The underrated real estate crisis in Metro Vancouver relates to job-supporting industrial properties, and one new project in Burnaby’s Brentwood area hopes to make a small dent in the region’s severe industrial supply shortage.
PC Urban Properties announced this week it is launching its fourth industrial strata development in the region by renovating and expanding an existing 50,000-sq-ft industrial and business park at 5495 Regent Street – located near Still Creek and the Trans-Canada Highway and just east of Willingdon Avenue.
When complete, the revitalized complex – called IntraUrban Brentwood – will have over 100,000 sq. ft. of light industrial space, making it the first new, small bay industrial strata property in the Brentwood area in over two decades.
The complex will have three buildings, with a design and finishing higher than traditional industrial standards. All units have 24-ft ceiling heights and built-in, upper floor flex space suitable for office and management space.
“We feel it’s an ingenious solution to an obsolete old property,” says Brent Sawchyn, the Principal for PC Urban, in a statement.
“This is the first industrial strata in the area in many years. And this Brentwood area of Burnaby is experiencing an exploding population in the next few years with the coming multi-family, mixed-use developments. Brentwood will soon be a huge residential community, much like Metrotown. And the amenities and vibrancy will be a huge benefit to the businesses that buy into the strata development.”
These units, starting at $425 per sq. ft., are billed as an ideal space for small and medium-sized businesses.
Average prices for industrial strata within the municipality have gone up by 88% over the past 10 years, and there is every indication it will continue to soar due to high demand and limited new supply.
According to CBRE, the region’s industrial availability dropped from 3.9% in 2016 to 2.3% by the end of 2017, which is the lowest on record in Metro Vancouver and the second lowest in North America.
Last year, Metro Vancouver experienced 4.7 million sq. ft. of positive absorption, but this was achieved with only 3.1 million sq. ft. of new industrial space being completed.
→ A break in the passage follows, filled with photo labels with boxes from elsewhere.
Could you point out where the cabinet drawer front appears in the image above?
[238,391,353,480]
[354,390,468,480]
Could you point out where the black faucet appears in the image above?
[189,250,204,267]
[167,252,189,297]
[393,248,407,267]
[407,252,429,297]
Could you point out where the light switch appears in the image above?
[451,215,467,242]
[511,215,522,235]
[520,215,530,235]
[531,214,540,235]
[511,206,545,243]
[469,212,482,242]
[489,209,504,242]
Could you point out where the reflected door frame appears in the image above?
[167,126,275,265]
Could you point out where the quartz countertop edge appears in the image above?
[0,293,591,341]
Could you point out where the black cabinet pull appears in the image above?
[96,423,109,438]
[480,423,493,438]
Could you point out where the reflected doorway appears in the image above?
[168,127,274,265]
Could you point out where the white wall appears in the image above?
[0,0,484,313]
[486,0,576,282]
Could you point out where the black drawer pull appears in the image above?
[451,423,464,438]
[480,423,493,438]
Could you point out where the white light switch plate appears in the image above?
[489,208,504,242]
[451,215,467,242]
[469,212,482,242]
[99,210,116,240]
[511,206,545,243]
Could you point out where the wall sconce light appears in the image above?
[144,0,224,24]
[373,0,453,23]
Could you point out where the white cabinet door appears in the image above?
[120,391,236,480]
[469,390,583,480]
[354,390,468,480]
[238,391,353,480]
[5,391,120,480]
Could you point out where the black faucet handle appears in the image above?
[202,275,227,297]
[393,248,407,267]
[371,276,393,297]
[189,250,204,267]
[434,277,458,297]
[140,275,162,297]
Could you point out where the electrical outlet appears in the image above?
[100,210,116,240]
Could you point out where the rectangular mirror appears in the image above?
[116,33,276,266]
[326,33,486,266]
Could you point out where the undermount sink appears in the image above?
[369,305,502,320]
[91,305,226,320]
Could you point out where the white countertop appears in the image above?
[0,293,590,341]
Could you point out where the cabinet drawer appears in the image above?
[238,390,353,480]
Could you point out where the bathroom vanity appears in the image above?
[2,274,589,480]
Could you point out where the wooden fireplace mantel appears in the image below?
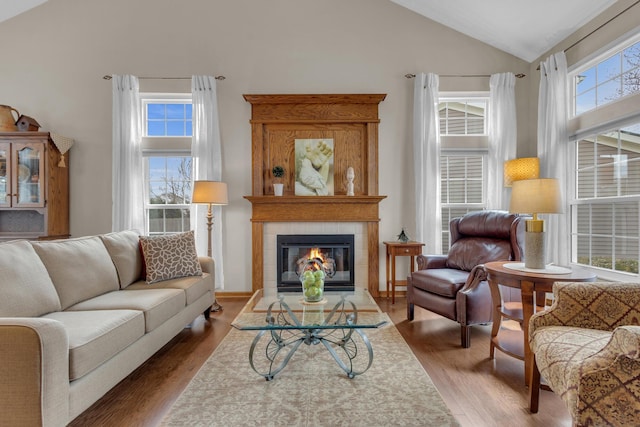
[244,94,386,296]
[245,196,386,222]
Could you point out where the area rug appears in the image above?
[161,315,459,427]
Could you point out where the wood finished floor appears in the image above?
[70,298,571,427]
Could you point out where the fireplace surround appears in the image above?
[244,94,385,297]
[276,234,355,292]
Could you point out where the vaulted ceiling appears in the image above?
[391,0,616,62]
[0,0,616,62]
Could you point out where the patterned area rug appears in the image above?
[162,314,459,427]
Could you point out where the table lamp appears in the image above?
[504,157,540,187]
[191,181,229,311]
[509,178,562,269]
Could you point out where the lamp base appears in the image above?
[524,231,545,269]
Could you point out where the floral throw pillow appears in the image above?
[140,231,202,284]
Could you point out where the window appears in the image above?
[440,152,486,252]
[572,122,640,274]
[570,37,640,116]
[568,34,640,280]
[141,94,193,235]
[438,92,489,253]
[438,98,487,136]
[144,100,192,136]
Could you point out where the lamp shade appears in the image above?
[509,178,562,214]
[504,157,540,187]
[191,181,229,205]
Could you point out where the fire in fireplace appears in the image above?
[276,234,355,292]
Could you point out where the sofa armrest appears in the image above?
[529,282,640,338]
[416,255,447,270]
[0,317,69,426]
[575,326,640,425]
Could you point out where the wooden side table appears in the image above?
[485,261,596,385]
[383,240,424,304]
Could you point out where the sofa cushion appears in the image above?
[447,237,511,271]
[67,289,186,332]
[127,273,213,305]
[140,231,202,283]
[530,326,611,419]
[411,268,469,298]
[0,240,60,317]
[100,230,142,289]
[31,236,120,310]
[43,310,144,381]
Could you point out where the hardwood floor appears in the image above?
[70,297,571,427]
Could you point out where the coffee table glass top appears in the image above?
[231,289,388,330]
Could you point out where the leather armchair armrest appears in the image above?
[456,264,493,325]
[0,317,69,426]
[416,255,447,270]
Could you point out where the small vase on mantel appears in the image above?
[271,166,284,196]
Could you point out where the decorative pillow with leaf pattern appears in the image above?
[140,231,202,284]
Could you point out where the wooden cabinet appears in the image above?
[0,132,69,240]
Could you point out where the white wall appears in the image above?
[0,0,537,292]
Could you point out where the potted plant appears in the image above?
[271,166,284,196]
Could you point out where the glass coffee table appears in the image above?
[231,289,388,381]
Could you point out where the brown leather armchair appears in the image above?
[407,210,525,348]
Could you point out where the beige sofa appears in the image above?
[0,231,214,426]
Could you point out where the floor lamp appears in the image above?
[191,181,229,311]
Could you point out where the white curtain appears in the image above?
[191,76,224,288]
[487,73,518,210]
[538,52,573,265]
[413,73,442,254]
[111,75,144,233]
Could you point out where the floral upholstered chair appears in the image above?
[529,282,640,426]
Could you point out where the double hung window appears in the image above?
[569,30,640,280]
[141,94,193,235]
[438,92,489,253]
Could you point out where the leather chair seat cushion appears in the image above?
[411,268,469,299]
[447,237,511,271]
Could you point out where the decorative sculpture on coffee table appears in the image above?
[300,259,325,303]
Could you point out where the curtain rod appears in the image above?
[404,73,524,79]
[102,74,226,80]
[536,0,640,71]
[564,0,640,53]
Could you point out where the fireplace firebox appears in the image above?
[276,234,355,292]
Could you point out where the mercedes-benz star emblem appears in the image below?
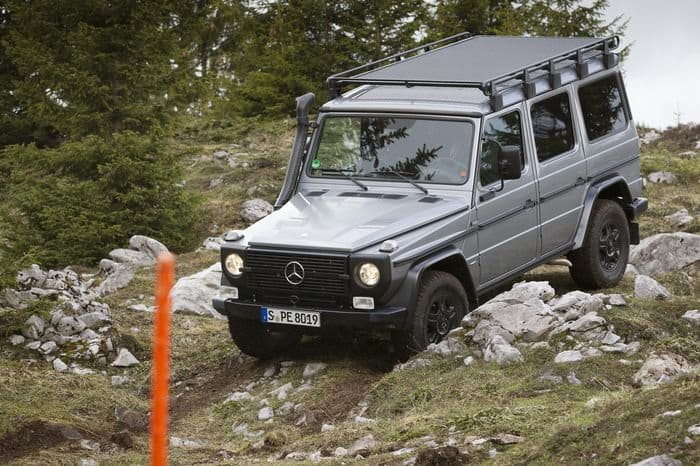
[284,261,304,285]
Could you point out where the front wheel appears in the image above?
[392,270,469,359]
[569,199,630,289]
[228,317,302,359]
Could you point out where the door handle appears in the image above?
[523,199,537,209]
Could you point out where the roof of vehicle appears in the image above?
[322,33,619,115]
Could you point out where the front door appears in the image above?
[528,89,587,256]
[476,105,539,288]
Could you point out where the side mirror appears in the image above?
[498,146,522,180]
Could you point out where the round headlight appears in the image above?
[224,253,243,277]
[357,262,382,286]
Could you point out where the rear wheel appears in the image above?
[569,199,630,289]
[228,317,302,359]
[392,270,469,359]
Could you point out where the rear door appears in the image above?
[527,87,587,256]
[476,105,539,288]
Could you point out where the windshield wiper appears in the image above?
[319,168,369,191]
[372,170,430,194]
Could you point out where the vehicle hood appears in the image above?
[245,190,468,252]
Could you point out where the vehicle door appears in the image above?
[527,87,587,256]
[476,104,539,287]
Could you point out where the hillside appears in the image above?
[0,120,700,465]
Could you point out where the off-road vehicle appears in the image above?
[213,33,647,357]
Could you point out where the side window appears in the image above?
[578,75,627,141]
[530,92,574,162]
[479,110,525,186]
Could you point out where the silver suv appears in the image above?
[213,34,647,358]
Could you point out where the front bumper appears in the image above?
[212,298,407,330]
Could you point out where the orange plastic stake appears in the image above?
[151,252,175,466]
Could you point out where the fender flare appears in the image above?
[572,175,632,249]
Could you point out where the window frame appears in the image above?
[576,71,632,144]
[302,112,477,187]
[527,85,580,165]
[474,105,530,190]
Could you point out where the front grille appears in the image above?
[245,250,349,306]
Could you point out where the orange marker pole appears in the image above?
[151,252,175,466]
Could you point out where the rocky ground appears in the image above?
[0,123,700,465]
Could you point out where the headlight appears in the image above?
[224,253,243,277]
[357,262,382,286]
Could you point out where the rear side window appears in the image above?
[578,75,627,141]
[479,111,525,186]
[530,92,574,162]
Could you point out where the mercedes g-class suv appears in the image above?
[213,33,647,358]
Without zoning changes that create more industrial supply, the region could run out of industrial lands in a few short years, forcing industry to areas outside of the Lower Mainland – potentially even other provinces.
Industrial spaces are needed to support the supply chain logistics of retail businesses and the film and television production industry and provide storage space for businesses that rely on such spaces.